Comment garder les mains sur terre ?

La céramique, dit Kalou Dubus, « c’est de la terre, de l’eau et du feu que l’on fait danser ensemble ». Venue de la mode, la céramiste cherchait, comme beaucoup, une activité professionnelle qui ait du sens. Elle l’a trouvée dans cette pratique à la fois sensuelle, sensible et sensée.
Le 05/07/2024
Interview par Emmanuel Poncet
Photographie par Frankie & Nikki
La céramique, dit Kalou Dubus, « c’est de la terre, de l’eau et du feu que l’on fait danser ensemble ». Venue de la mode, la céramiste cherchait, comme beaucoup, une activité professionnelle qui ait du sens. Elle l’a trouvée dans cette pratique à la fois sensuelle, sensible et sensée.

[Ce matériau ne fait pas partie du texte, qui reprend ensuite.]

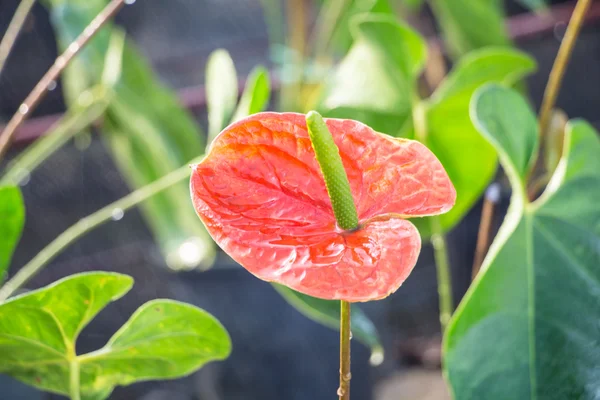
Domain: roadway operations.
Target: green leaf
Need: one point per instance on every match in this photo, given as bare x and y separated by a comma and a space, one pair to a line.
91, 105
163, 339
256, 94
12, 220
221, 91
467, 157
327, 312
527, 328
470, 24
342, 36
374, 83
143, 123
495, 112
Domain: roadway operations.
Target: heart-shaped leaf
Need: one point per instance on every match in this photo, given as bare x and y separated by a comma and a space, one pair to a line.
527, 328
377, 87
469, 25
12, 219
163, 339
469, 159
374, 83
221, 91
327, 312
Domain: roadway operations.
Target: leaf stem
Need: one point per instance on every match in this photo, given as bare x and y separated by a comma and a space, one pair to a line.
344, 209
87, 224
442, 263
40, 90
74, 380
13, 30
560, 64
492, 196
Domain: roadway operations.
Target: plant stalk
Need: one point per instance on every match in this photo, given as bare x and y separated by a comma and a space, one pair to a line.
442, 263
344, 209
41, 89
560, 64
74, 380
491, 198
13, 30
86, 225
345, 336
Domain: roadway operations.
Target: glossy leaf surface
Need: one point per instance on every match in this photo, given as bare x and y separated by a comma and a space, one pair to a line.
467, 157
12, 219
143, 123
261, 195
527, 328
163, 339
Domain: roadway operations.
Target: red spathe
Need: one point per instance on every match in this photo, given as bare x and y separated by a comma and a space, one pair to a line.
262, 197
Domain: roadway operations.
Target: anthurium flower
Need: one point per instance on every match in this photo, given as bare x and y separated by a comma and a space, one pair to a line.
262, 197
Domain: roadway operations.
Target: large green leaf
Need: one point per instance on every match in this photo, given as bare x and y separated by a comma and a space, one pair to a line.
528, 326
376, 86
163, 339
374, 83
221, 91
327, 312
12, 219
469, 25
467, 157
148, 132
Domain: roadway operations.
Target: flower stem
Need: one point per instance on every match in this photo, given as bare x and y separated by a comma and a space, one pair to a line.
345, 332
13, 30
344, 209
560, 64
40, 90
87, 224
442, 263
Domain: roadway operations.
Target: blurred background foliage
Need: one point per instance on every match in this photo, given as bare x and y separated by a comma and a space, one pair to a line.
152, 90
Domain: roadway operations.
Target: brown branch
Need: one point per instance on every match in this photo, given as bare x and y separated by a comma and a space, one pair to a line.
13, 30
492, 196
40, 90
560, 64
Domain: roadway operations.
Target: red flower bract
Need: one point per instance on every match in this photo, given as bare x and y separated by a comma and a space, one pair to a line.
262, 197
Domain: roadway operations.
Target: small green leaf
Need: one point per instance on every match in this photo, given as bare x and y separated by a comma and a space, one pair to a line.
469, 25
221, 91
467, 157
12, 220
163, 339
327, 312
256, 94
374, 83
336, 180
527, 328
496, 111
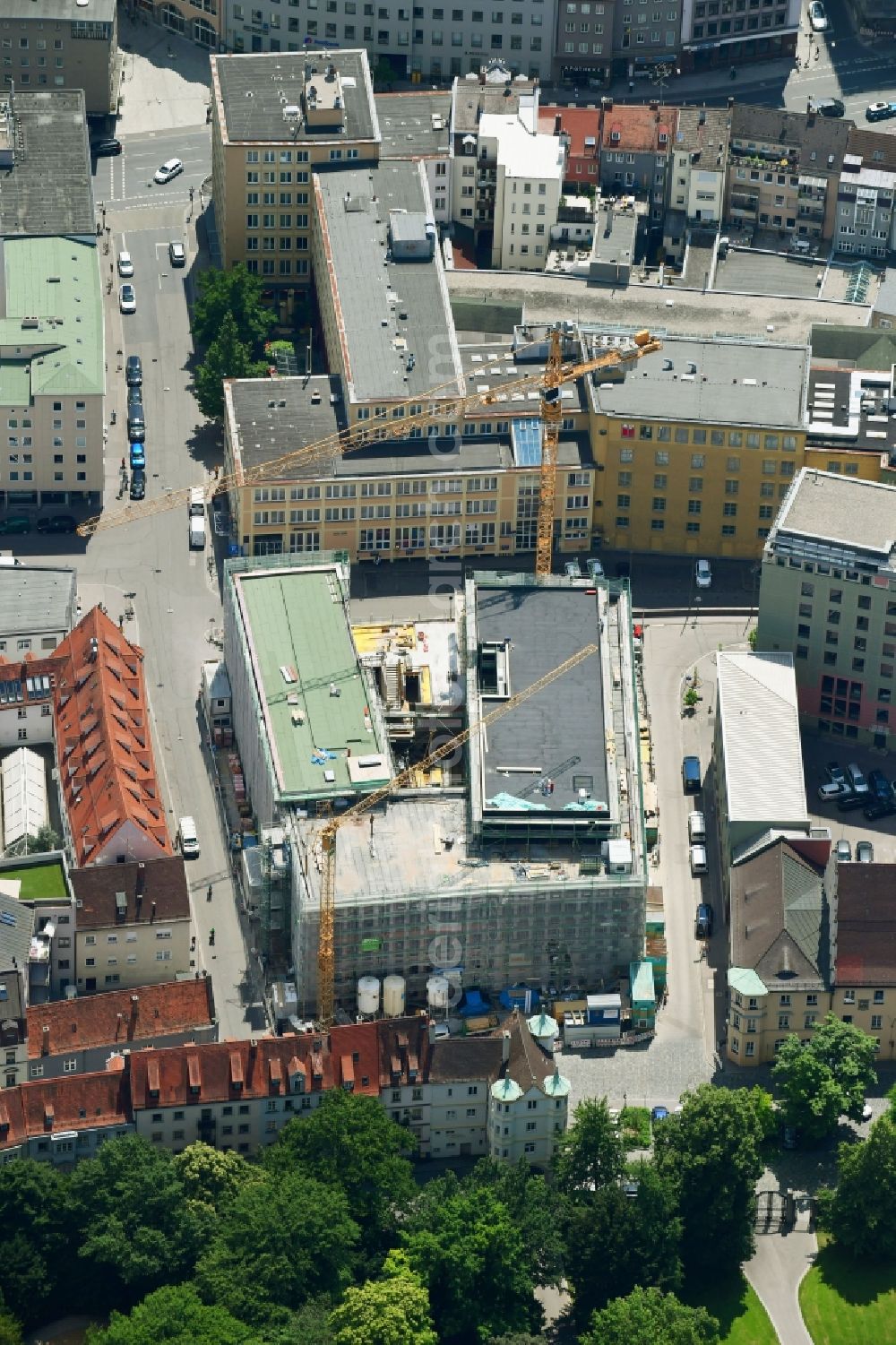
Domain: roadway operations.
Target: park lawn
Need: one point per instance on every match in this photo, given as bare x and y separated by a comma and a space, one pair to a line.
734, 1302
40, 881
848, 1302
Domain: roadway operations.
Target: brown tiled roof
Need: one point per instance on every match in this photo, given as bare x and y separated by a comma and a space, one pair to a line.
160, 881
74, 1102
874, 148
866, 924
107, 770
227, 1071
124, 1017
639, 128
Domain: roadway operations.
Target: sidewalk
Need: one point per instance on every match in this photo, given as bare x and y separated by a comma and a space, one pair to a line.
166, 80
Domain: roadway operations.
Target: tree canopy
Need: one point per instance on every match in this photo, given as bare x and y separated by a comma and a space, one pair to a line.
712, 1153
177, 1315
474, 1262
232, 293
393, 1310
860, 1212
826, 1076
280, 1243
647, 1317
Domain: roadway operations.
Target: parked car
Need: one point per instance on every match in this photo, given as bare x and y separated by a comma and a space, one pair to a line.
168, 169
56, 523
828, 108
880, 110
817, 16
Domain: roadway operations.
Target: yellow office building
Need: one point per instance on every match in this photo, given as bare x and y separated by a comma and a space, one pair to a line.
696, 445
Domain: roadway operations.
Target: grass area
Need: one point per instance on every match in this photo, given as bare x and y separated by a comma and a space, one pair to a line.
848, 1302
39, 881
734, 1302
633, 1124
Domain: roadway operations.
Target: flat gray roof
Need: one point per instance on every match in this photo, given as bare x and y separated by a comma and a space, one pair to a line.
48, 190
734, 383
413, 124
35, 599
271, 418
396, 320
96, 11
257, 88
560, 730
840, 512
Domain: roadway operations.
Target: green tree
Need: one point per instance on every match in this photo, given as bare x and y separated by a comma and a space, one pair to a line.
177, 1315
474, 1262
385, 1312
281, 1242
711, 1151
212, 1177
350, 1142
134, 1229
34, 1243
826, 1076
227, 357
647, 1317
232, 293
860, 1212
590, 1154
616, 1242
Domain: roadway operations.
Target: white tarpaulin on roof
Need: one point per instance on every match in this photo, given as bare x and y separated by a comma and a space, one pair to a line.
23, 787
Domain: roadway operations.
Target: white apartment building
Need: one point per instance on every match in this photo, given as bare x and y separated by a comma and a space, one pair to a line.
528, 171
402, 39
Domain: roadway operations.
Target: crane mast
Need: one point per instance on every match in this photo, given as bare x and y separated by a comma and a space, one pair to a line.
326, 958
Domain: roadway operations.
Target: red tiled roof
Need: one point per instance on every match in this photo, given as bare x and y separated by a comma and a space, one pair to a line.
866, 926
577, 123
229, 1070
152, 891
639, 126
102, 741
74, 1102
123, 1017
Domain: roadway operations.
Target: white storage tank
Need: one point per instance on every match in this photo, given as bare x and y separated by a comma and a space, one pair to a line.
393, 996
437, 993
367, 994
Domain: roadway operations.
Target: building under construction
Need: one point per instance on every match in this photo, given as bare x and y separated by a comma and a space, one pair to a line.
522, 861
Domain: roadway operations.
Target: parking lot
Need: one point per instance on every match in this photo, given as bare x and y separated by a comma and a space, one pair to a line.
763, 273
850, 826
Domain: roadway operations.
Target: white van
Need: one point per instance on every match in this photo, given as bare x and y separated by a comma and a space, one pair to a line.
188, 838
196, 533
696, 827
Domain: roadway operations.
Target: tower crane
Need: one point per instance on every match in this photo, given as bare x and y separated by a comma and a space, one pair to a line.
326, 956
549, 381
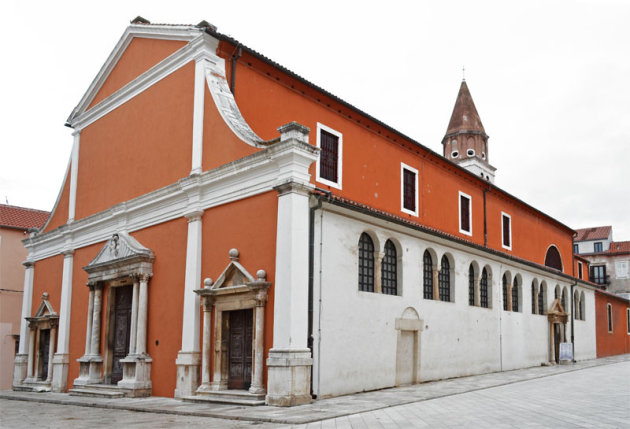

Son atelier a beau être niché à deux rues du cœur bouillonnant et cosmopolite de pantin (seine-saint-denis), on se croirait, l’espace d’un instant, à Tokyo. C’est en effet au bout d’une cour aussi calme que certaines ruelles de la capitale japonaise que la céramiste Kalou Dubus s’est installée pour travailler. Deux plateaux lumineux, en duplex, au décor très épuré, zen lui aussi. Notre sensation ne doit rien au hasard. L’ancienne élève des Arts déco de Paris puise une partie de ses inspirations dans la culture japonaise. Ce jour de la mi-octobre, elle s’apprête d’ailleurs à s’y envoler pour un long périple d’un mois. Au sol et sur les étagères, ses œuvres – vases, luminaires, sculptures totémiques – commandées par des architectes, décorateurs ou grands noms de la mode, comme Isabel Marant, déploient leur style unique. «Comme des artefacts archaïques, des totems oubliés, décrypte Olivia Bloch-Lainé, peintre et historienne de l’art. La matière, les formes et l’ampleur de certaines pièces évoquent avec puissance l’architecture brutaliste… » Celles-ci semblent sagement rangées et alignées mais « ne vous fiez pas aux apparences, plaisante Kalou Dubus, c’est beaucoup plus bordélique d’habitude! ». Rencontre avec une brillante autodidacte de la céramique.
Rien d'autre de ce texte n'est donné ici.